The fact is the way we honor those we don’t naturally respect says a lot about our character.

But, the other thing I would say. And, I think this is huge.

You can learn good principles under bad leadership.

You can. You can learn what not to do by watching what others do wrong. Right now this young leader is developing good leadership practices by acknowledging what has injured him that he would never do to injure someone he is leading.

Take notes.

Grow. Learn.

Prepare now for how you’ll lead then.

We will always need better leaders. Be one. And, if you’re serving under a critical, non-supportive leader, you’re in a great training ground.

Related Posts

Ron Edmondson

Author Ron Edmondson

More posts by Ron Edmondson

Join the discussion 13 Comments

  • Jill says:

    This falls under the area of “leading” or “conducting” others (like how a conductor does a symphony) and motivating others to get things done and even helping the organization grow. How do you do it correctly and effectively putting grace and truth together?

    He can take stalk of what the leader is doing correct, what what does it look like when a good leader is doing this area correctly. Can see what other areas the leader has a lack in and find out how to do them correctly. Or what does it look like correctly?

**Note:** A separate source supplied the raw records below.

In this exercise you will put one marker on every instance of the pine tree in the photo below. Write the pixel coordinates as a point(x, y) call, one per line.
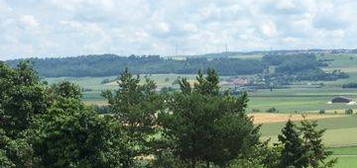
point(293, 153)
point(135, 106)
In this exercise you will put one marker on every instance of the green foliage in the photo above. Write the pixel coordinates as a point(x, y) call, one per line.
point(22, 96)
point(72, 135)
point(322, 111)
point(293, 153)
point(135, 106)
point(349, 111)
point(16, 153)
point(201, 125)
point(66, 89)
point(109, 65)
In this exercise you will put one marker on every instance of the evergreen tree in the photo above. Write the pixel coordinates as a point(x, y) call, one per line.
point(22, 96)
point(135, 106)
point(202, 125)
point(293, 153)
point(71, 134)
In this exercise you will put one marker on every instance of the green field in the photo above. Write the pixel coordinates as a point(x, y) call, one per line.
point(303, 97)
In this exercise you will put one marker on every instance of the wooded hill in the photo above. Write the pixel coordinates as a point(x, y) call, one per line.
point(295, 65)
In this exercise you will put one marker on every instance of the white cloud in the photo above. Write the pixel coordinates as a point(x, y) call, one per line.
point(74, 27)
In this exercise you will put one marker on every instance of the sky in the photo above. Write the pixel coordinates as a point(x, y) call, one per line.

    This is a good time to learn while the other leader handling the responsibilities he doesn’t have to handle right now.

    Also learn to build immunities to when someone is more critical than has grace. A lot of times you meet critical people in upper management because people pleasers will turn the organization into a big mushy mess and the people they are supposed to be serving won’t be served well and organization has broken down. The critical people keep it running well, but haven’t learned how to do it with the right tone and celebrate what is going right.

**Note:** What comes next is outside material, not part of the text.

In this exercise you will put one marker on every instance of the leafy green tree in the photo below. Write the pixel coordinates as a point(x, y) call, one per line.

    There is also nothing wrong with taking the leader aside and saying he feels like can the leader tell him what he’s doing right along with what needs to be improved in his feedback. It will help him take in the other feedback to be told what he’s doing right once in a while.

  • MThiessen says:

    Reminds me of the idea of toxic leadership/workplaces, but I like your spin on it–that we can actually learn from a toxic boss. (See Drs. Chapman & White's book Rising Above a Toxic Workplace).

  • SO true! "You can. You can learn what not to do by watching what others do wrong. Right now this young leader is developing good leadership practices by acknowledging what has injured him that he would never do to injure someone he is leading."

  • cycleguy says:

    This is good advice Ron. I have faced this only once and that was when I was quite a bit younger and didn't handle it very well at all. The only "blip" on the radar since I have been here is a man who thinks he is a leader (but not seen that way by anyone who is in leadership) wants me dismissed or to move on. His pride was hurt back in 2011 and he has never gotten over it. Sometime during 2011 he came to a lunch we were having and ripped me up one side and down the other. When he was done, he left (his modus operandi) and I told those who did matter that if they "felt the same way I was done. I am too old and too much of a "veteran" to put up with that garbage." They said, "No way." I have had their ultimate support ever since and the man, while his body language shows his dislike/discontent, has absolutely no support by anyone. I choose to love him.

    • ronedmondson says:

      Thanks for sharing. Your comment actually stirs some additional thoughts that may develop into another post. The one thing about this generation of older leaders is you can push back against them and they will still respect you. Maybe even more

      • @mdsisk says:

        Great point, Ron. More seasoned executives often accept critique better than younger leaders. We would do well to remember that we're put precisely in that spot to serve those in authority over us, particularly through our example.

  • Maren says:

    Thanks for the many great leadership tips, I'm currently working as a young manager in a new position, so this is very useful for me.